Model Release
Hugging Face Releases Borealis, 5B Audio-Language Model for Russian and English
Hugging Face announced Borealis, a 5B parameter open-source audio-language model trained on Russian and English data, achieving 20.88% WER on Russian benchmarks.
Image: Hugging Face
Hugging Face has released Borealis, an open-source audio-language model designed for Russian and English. The model, which is 5B parameters in size, was trained using a combination of Whisper3-large and Qwen 4B as the LLM backbone, with an adapter glued in between. According to the company, Borealis was trained from scratch and is an open take on Voxtral / Flamingo-audio. The model is designed to summarize long recordings, answer questions about content, and reason about tone and emotion. The architecture of Borealis includes a strong audio encoder, a strong LLM, and an adapter between them. The model was trained with a 4× downsampler and MLP adapter, with the audio input at 16 kHz. The company noted that the audio encoder is frozen to preserve ASR quality and that the adapter is trained to align the model to the target language. The training data for Borealis was assembled from several data pools, including audiobooks and generated instructions via Gemini 2.5 Pro. The experimental setup included questions about the effectiveness of training data language, the impact of adding plain-text instructions, and the optimal ratios of languages and text data. The results showed that training data language had a significant impact on performance, with EN-only hitting 20.88% WER on Russian benchmarks. The company also noted that adding plain-text instructions had a non-linear impact, with 10–15% text helping and 25% text degrading performance. The webinar problem was identified as a persistent issue, with Borealis achieving 60% WER on webinars compared to 7.77% for plain Whisper. The serving and integration of Borealis with transformers involved asynchronous processing of the encoder and LLM, with the adapter serving as a simple MLP. The company also detailed the augmentation pipeline and the vLLM plugin used to speed up the model. *Source: [huggingface](https://huggingface.co/blog/AlexWortega/borealis)*
Key points
- Hugging Face released Borealis, a 5B parameter open-source audio-language model trained on Russian and English data.
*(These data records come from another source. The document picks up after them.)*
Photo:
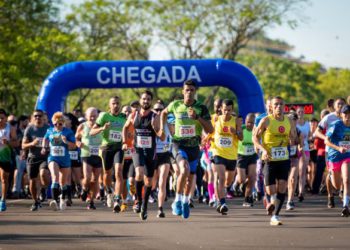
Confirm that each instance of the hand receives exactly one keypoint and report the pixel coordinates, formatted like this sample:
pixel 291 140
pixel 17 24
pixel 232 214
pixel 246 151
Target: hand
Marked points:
pixel 79 144
pixel 192 113
pixel 265 156
pixel 35 142
pixel 106 126
pixel 342 150
pixel 64 139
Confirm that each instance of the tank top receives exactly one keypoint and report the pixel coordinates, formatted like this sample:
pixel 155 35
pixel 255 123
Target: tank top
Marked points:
pixel 246 146
pixel 91 143
pixel 276 138
pixel 225 143
pixel 145 137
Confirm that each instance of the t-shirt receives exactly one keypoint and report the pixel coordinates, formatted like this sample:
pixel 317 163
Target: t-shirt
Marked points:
pixel 31 133
pixel 59 151
pixel 187 131
pixel 327 121
pixel 339 135
pixel 113 134
pixel 305 130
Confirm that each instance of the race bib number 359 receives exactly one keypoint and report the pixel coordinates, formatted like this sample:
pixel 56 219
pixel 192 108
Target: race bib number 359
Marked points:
pixel 115 136
pixel 187 131
pixel 279 153
pixel 225 142
pixel 345 144
pixel 57 151
pixel 144 142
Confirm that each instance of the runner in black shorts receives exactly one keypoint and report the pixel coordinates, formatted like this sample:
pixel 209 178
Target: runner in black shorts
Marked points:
pixel 190 118
pixel 111 124
pixel 247 158
pixel 36 162
pixel 146 124
pixel 275 132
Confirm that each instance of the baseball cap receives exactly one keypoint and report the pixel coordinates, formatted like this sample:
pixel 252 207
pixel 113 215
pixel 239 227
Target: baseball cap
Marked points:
pixel 345 109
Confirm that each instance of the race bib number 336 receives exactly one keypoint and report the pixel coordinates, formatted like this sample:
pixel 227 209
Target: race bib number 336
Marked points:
pixel 187 131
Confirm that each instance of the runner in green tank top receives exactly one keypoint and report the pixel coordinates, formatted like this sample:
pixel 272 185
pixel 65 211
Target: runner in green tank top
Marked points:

- Borealis achieved 20.88% WER on Russian benchmarks when trained with English-only data.
- The model uses a frozen Whisper Large V3 encoder and a Qwen3-4B LLM with an adapter between them.
- Adding plain-text instructions improved performance up to 10–15% but degraded it at 25%.
- Borealis struggles with webinars, achieving 60% WER compared to 7.77% for plain Whisper.
- The model's adapter is a simple MLP with 31M parameters for the Whisper-large × Qwen3-4B setup.
- Hugging Face developed a vLLM plugin to integrate Borealis with the framework for faster inference.